4月14日。春の雨が降っている。

T-REXを聴いている。マークボランのブギはなんとなくこんな季節。おれの中でT-REXは春の季語だ。

 

 

相変わらず、世界は凍りついたまま動かない。

旅をするにはもう少し(と思わないとやってられない)時間がかかるだろう。

 

おれのマイスイート東南アジアはどんな感じだろうか。

 

とにかくミャンマーはまだエグい。

純朴で敬虔な仏教徒である市民たちは、自由な生活を求めて、とてつもない大きな敵と非暴力を掲げて戦い続けている。

非暴力 は彼らが解放を求めているアウンサンスーチーさんの精神、それを遡れば今のインドの父、ガンジーの精神。

そんな非暴力のデモクラシーにミャンマーの国軍はとにかくパンパン撃ち殺すようなまねをしていて、

毎日たくさんの人たちが傷つけられて殺されている。

世界中で争いは絶えないけど、ミャンマーに関しては旅をした、という接点があって特に胸が痛い。

おれが遊んでいたようなヤンゴンの町で市民が軍に制圧されて死んでいったりしている映像が、在日ミャンマー人の友達を介して毎日、シェアされる。
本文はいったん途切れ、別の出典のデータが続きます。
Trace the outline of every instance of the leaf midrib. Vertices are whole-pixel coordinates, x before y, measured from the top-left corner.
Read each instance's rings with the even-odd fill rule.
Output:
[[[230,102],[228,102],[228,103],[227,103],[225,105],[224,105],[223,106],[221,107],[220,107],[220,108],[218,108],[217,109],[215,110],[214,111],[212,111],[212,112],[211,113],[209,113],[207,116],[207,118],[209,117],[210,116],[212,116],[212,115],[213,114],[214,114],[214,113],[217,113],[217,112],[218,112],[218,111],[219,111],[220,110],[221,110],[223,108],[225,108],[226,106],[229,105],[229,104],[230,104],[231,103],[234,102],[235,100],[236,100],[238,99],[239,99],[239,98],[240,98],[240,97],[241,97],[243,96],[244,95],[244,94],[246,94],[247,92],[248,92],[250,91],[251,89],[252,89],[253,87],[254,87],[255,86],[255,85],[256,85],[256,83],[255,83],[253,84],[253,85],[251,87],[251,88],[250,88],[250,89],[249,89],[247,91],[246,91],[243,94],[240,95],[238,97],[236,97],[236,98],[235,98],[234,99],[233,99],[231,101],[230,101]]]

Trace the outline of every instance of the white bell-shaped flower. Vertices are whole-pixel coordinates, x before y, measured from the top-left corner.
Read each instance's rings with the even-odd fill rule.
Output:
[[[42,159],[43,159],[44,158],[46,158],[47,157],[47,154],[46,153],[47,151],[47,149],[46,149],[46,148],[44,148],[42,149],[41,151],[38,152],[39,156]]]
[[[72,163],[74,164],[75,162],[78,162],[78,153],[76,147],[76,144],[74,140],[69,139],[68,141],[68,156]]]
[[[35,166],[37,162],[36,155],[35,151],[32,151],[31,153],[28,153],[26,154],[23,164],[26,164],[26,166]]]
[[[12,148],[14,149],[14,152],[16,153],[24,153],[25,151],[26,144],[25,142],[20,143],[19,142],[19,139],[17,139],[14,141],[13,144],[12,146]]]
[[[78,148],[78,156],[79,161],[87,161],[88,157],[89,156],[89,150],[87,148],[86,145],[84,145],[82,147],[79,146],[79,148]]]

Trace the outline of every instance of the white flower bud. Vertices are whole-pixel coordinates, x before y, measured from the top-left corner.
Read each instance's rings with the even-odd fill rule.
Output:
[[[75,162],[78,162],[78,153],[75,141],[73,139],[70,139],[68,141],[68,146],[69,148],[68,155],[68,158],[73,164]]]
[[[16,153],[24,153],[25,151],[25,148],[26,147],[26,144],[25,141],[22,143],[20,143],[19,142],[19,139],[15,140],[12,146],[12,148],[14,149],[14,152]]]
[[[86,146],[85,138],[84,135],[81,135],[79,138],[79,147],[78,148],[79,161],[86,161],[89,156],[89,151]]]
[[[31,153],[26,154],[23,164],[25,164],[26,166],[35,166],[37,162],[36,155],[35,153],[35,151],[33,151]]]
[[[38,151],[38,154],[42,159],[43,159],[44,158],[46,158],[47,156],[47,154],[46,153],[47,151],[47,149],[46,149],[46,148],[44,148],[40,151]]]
おれが遊んでいた町、よくしてくれた人たち、みんなが当事者になっているんだろう。

 

ヤンゴンという町は近年、経済成長の始まりを告げるようにどんどん都市化してきた町で、古い建物と東京都心にありそうなビルが混在していて、町の真ん中には黄金のパゴダが輝いている、そんな町だ。

とにかく隣国と比べてもスレてないというか、人は奥ゆかしく穏やかで、とにかく敬虔な仏教徒たちだった。

 

今少し思い出しただけでも、タクシーで間違えて0の数の一つ多いお札を出してしまった時、すぐにそっちのお札でいいんだよと教えてくれて、ミャンマーのお金はわかりずらいから気をつけろよって勝手にチップだの請求することもされなかったし、

大きなパゴダでガイドを申し出てくれたおっさんも、1時間くらい付きっきりで丁寧に説明をしてくれて、チップをねだることもなかった。(そうゆう人にこそ積極的にチップを渡すけど)

おっさんは、「自分の国のことを知って欲しい。それだけだ。」とかっこよく去っていった。

こうゆう事は、東南アジアではとにかく珍しいことなんだ。

ゲストハウスに泊まってもたくさんの子供たちに至れり尽くせりしてもらったりした。

 

日本人からすると、とにかく親しみやすく、ホスピタリティ溢れる人たち、というイメージが強い。

そんな、おれの中ではブラザーと呼ぶべき人たちが苦しむ姿は見ていられない。

ミャンマーの人たちの幸せな生活が1日でも早く戻ってくることを祈ってる。

 

東京で生活に困らず生きてきたおれは、いままで全てWant to で生きてきた。

生活や国に安心できないような状況の人たちはみんなHave to なマインドだろう。

今のミャンマーの状況も戦いたい、じゃなくて戦い続けなければいけない、なんだろう。

 

生活、お金のためにHave to で生きている人もおれが思っているよりたくさんいるんだろう。

家族を養うために日本に来ている外国人たちもまさにそれだ。

しなければならない、という状況はどうしようもないことだろうけど、正直なところ、そういう人とは感覚が合わないことが多い。

その生きる上での自分に向かうアグレッシブなエネルギーが時に人に向かってしまうこともある。

 

インドを旅した時にも、どうしても経済的に余裕のある人の空気感に、日本人の空気感がダブってしまってどこかほっとしてしまったりしたのを覚えている。

 

普通の生活することにエネルギーを注いでいるひとを、クセが強いと感じてしまうおれはよっぽどダラっと生きてるんだろう。

とにかくどんな風にでも、生きてる人をリスペクトして暮らしていこう。

 

 

 

 

 

 

 

 

 

 

 

2月22日

ここ何日か季節外れに暖かい。

年中こんな気候だったらいいのになとか思いながら、やっぱりうんざりするくらい暑かったり寒かったりしたりする日もあった方がいいのかもしれないとも思う。

 

 

 

今年の冬は長かった。

だいたいここ最近の真冬は、東京の寒さから逃げるように東南アジアあたりへ旅に出ていた。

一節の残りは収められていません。